The Anshan Zoo, named after the city where it is located, in Liaoning Province, was brought into the city's seismological macro-observation network this week.
"About one week before an earthquake happens, animals' behaviors would become obviously abnormal," said Xu Jing, deputy chief engineer of the city's seismological bureau. And the more abnormal the animals act, the stronger the earthquake would probably be.
The zoo keepers therefore were given a new mission besides taking care of the animals: report to the seismological bureau whenever they find the animals acting strangely.
Together with the micro-monitoring result done with instruments, the local seismological administration believed that its earthquake forecasting would become more accurate and in time.
It is believed that more than 100 kinds of animals can "predict " earthquakes, including horses, donkeys, pigs, cattle, dogs, cats, chickens, ducks, geese, rats, snakes, and fish. Some are restless, some are dazed and some change their habits.

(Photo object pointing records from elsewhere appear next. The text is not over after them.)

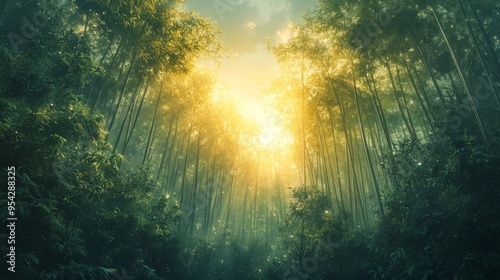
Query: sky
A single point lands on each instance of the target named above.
(245, 26)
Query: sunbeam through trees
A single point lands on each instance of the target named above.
(213, 140)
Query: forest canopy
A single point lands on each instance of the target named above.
(374, 154)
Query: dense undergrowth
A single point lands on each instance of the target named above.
(82, 217)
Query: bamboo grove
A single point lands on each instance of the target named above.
(360, 83)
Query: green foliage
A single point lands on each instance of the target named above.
(443, 215)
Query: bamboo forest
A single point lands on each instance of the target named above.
(250, 139)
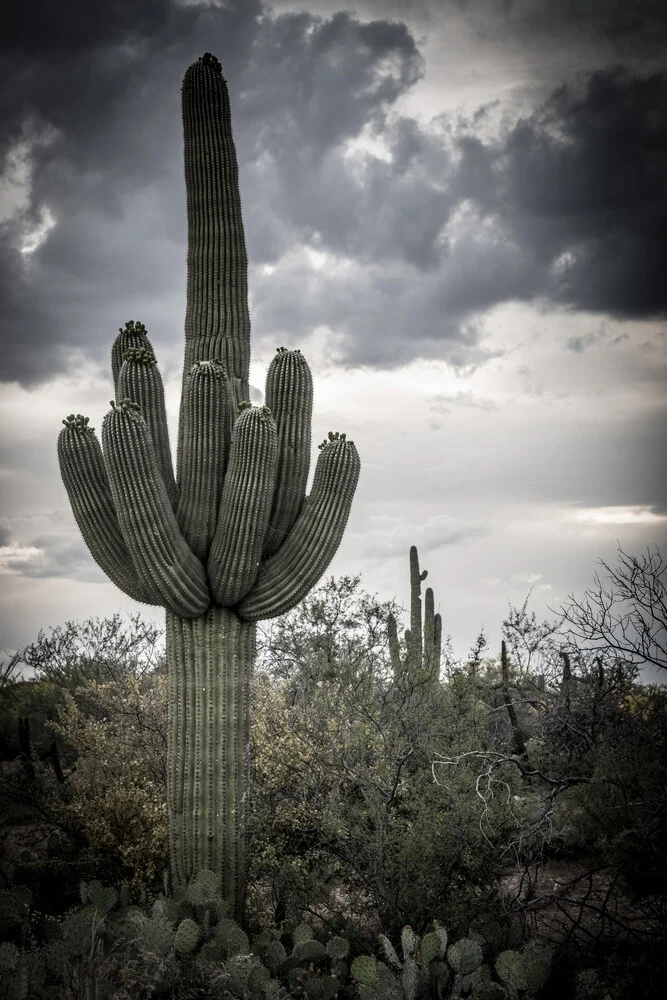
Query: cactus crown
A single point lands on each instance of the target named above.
(333, 438)
(133, 327)
(208, 59)
(77, 422)
(127, 406)
(141, 355)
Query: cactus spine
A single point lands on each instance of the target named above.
(423, 643)
(231, 539)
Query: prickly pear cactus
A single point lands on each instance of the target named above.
(364, 970)
(187, 936)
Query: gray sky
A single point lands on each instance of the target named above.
(457, 210)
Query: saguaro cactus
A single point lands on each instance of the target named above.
(423, 644)
(231, 539)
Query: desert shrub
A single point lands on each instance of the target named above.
(117, 796)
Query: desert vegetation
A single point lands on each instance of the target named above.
(494, 828)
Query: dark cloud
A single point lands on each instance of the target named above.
(566, 207)
(55, 555)
(96, 114)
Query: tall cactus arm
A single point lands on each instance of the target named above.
(245, 506)
(87, 484)
(394, 647)
(429, 629)
(131, 335)
(289, 396)
(208, 421)
(423, 642)
(217, 322)
(415, 641)
(286, 577)
(437, 643)
(164, 563)
(139, 379)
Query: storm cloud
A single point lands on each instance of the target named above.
(398, 253)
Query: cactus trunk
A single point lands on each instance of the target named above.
(210, 662)
(233, 538)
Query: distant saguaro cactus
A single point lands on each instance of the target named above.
(232, 538)
(423, 644)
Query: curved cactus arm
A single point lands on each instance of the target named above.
(87, 484)
(164, 563)
(131, 335)
(437, 643)
(217, 321)
(208, 419)
(245, 506)
(286, 577)
(139, 379)
(289, 396)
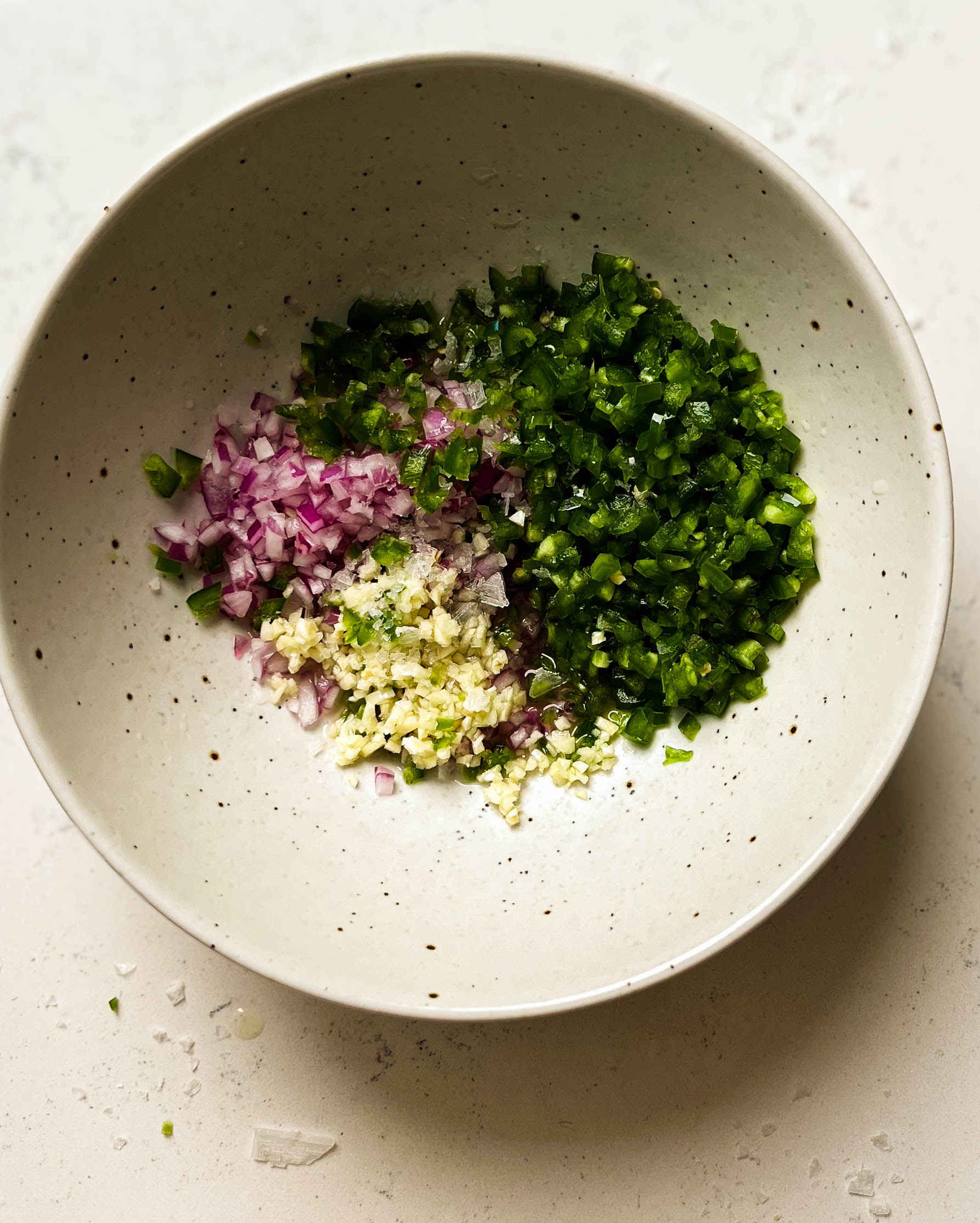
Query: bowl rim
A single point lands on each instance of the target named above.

China, located between the circum-Pacific seismic belt and the belt ranging from the Mediterranean to the Himalayas, experiences the most earthquakes in the world.
Liaoning Province has reported three earthquakes measuring above 5.0 on the Richter scale since 1970. It has succeeded in forecasting one earthquake measuring 7.3 on the Richter scale which hit Yingkou and Haicheng, two densely populated places in southern part of the province, on Feb. 4, 1975. More than 2,000 people died in that tremor.
The most tragic quake to occur in China was the one hitting Tangshan of Hebei Province, the province surrounding Beijing, on July 28, 1976. Measuring 7.8 on the Richter scale, it killed some 242,000 people.